The majority states that allowing the arbitration cost provision would be the "very sort of `erosion' and `whittling away' of protection our cases prohibit." Majority, at 315. However, the cases cited by the majority for this proposition are concerned only with the erosion or whittling away of the available coverage either by exclusionary or setoff clauses. See Touchette v. Northwestern Mut. Ins. Co., 80 Wn.2d 327, 335, 494 P.2d 479 (1972) ("[t]he legislative purpose . . . is not to be eroded or, as the cases say, whittled away by a myriad of legal niceties arising from exclusionary clauses") (italics mine); Britton v. Safeco Ins. Co. of Am., 104 Wn.2d 518, 531, 707 P.2d 125 (1985) (disability benefits setoff restricts coverage mandated by UIM statute). The arbitration cost provision is not an exclusion or a setoff; it does not impermissibly reduce the amount of mandated coverage.
Without analyzing the distinction between coverage and costs of recovery, the majority assumes the Legislature intended coverage in the liability situation to mean coverage minus costs of recovery. However, even assuming for argument that coverage is so defined, the majority does not adequately distinguish the costs borne by the injured party in the liability context with the costs borne by the insured in the UIM context. The "critical and controlling distinction" provided by the majority is that the costs in civil litigation are voluntarily assumed by the injured party in the liability context. Majority, at 315. However, the majority then states that these costs are voluntarily assumed even if "required by the arbitration clause of the policy" because they are "normally associated with recovery in civil litigation". Majority, at 315.
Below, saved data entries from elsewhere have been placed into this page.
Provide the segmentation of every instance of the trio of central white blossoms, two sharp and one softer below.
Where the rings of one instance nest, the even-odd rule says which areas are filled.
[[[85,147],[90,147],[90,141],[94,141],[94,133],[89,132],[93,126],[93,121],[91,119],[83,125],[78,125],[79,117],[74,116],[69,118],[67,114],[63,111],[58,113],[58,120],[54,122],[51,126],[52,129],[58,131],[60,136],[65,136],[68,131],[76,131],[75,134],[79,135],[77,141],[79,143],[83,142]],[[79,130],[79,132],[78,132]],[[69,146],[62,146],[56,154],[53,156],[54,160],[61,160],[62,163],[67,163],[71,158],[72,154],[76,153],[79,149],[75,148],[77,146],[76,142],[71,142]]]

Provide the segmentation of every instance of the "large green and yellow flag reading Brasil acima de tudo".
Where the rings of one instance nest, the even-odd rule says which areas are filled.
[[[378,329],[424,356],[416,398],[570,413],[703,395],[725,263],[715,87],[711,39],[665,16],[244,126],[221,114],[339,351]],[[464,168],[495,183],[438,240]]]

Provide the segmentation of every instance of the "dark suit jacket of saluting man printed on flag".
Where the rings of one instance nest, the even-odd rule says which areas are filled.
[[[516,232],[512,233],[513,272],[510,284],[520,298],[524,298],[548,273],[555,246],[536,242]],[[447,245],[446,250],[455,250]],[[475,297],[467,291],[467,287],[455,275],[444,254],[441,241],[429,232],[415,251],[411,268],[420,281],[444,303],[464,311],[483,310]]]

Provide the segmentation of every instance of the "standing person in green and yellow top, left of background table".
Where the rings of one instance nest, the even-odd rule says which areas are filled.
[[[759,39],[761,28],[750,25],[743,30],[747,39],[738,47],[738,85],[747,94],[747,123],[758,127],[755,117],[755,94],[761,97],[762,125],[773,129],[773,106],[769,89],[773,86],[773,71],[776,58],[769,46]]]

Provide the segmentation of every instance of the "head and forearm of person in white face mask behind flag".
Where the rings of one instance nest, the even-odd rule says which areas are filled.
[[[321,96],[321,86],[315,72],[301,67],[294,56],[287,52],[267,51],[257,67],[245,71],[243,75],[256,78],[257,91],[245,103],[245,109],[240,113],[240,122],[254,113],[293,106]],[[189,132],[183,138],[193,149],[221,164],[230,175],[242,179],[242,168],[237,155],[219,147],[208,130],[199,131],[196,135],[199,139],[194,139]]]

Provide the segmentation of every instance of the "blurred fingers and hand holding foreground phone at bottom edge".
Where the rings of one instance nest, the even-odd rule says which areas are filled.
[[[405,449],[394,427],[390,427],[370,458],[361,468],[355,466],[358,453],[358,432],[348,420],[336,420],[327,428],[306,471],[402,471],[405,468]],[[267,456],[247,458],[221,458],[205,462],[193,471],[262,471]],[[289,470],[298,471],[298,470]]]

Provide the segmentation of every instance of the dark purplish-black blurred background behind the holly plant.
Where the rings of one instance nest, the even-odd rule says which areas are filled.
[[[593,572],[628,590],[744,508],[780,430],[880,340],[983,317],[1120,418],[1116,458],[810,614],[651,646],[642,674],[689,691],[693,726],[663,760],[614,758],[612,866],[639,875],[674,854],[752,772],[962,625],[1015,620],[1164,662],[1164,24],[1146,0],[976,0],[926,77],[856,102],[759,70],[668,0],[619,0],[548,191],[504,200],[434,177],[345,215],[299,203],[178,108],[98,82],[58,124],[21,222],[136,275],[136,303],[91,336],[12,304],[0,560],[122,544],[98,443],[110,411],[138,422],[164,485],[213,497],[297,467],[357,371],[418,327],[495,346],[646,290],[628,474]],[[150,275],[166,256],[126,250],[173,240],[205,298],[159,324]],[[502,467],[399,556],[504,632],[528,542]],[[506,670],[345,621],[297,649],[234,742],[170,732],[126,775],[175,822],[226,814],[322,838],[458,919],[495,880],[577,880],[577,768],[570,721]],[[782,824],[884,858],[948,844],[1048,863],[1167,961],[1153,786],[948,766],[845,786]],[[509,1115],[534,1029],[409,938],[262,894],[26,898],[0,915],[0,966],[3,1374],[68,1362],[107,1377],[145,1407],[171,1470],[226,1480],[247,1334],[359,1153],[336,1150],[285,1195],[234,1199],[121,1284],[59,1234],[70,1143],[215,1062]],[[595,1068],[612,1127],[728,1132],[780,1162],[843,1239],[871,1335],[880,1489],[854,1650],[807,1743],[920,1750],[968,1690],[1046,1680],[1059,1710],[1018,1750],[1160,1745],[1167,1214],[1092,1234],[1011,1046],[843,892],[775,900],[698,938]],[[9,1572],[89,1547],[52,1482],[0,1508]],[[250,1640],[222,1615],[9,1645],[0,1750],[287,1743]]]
The critical distinction being made by the majority rests, then, upon the inherent differences between recovering in civil litigation and recovering through arbitration. This is a distinction without a difference. First, although it is not ordinarily done, an injured party and a fully insured tortfeasor could agree to arbitrate their dispute rather than proceed to trial. RCW 7.04.010. In this instance, the injured party would bear its share of the costs of the arbitration. In addition, the majority also assumes the payment of arbitrator fees would be over and above the costs associated with civil litigation. Majority, at 314. Because civil litigation and arbitration are two distinct procedures for settling disputes, the costs associated with each, while they may overlap, are necessarily different in kind. However, because arbitration is a less complex procedure, the costs incurred by arbitration will be less in most instances. In a case where the costs of arbitration are less than the costs of civil litigation, is the injured insured's recovery still "materially dilute[d]"? Majority, at 315.
The majority also argues that, under the insurer's argument, the policy could obligate the insured to "cover virtually any cost." Majority, at 315. While the prospect of this practice on the part of insurers may be distasteful, the policy decision to prevent this type of cost shifting is more properly left to the Legislature. Under the guise of interpretation, the majority is simply legislating. Because of the majority's discontent with the legislative enactment, it indulges its sense of what ought to be by rewriting the statute. As to the majority's reliance on Nickla v. Industrial Fire Cas. Ins. Co., 38 Ill. App.3d 927,
349 N.E.2d 644 (1976), I would simply observe this court need not reinforce error regardless of the source, including an intermediate appellate court in Illinois.
I would answer the certified question from the United States District Court in the Kenworthy case in the negative. I would affirm the Superior Court's denial of plaintiff's motion in the State Farm Mutual Automobile Insurance Company v. Hooks and Anderson case to compel State Farm to pay all arbitrator fees.
CALLOW, C.J., and ANDERSEN and DURHAM, JJ., concur with DOLLIVER, J.
Reconsideration granted November 8, 1989. By an order dated February 22, 1990, the court adhered to its decision reversing the superior court order in State Farm Mut. Auto. Ins. Co. v. Hooks. The parties in Kenworthy v. Pennsylvania Gen. Ins. Co. settled before the motion for reconsideration was granted.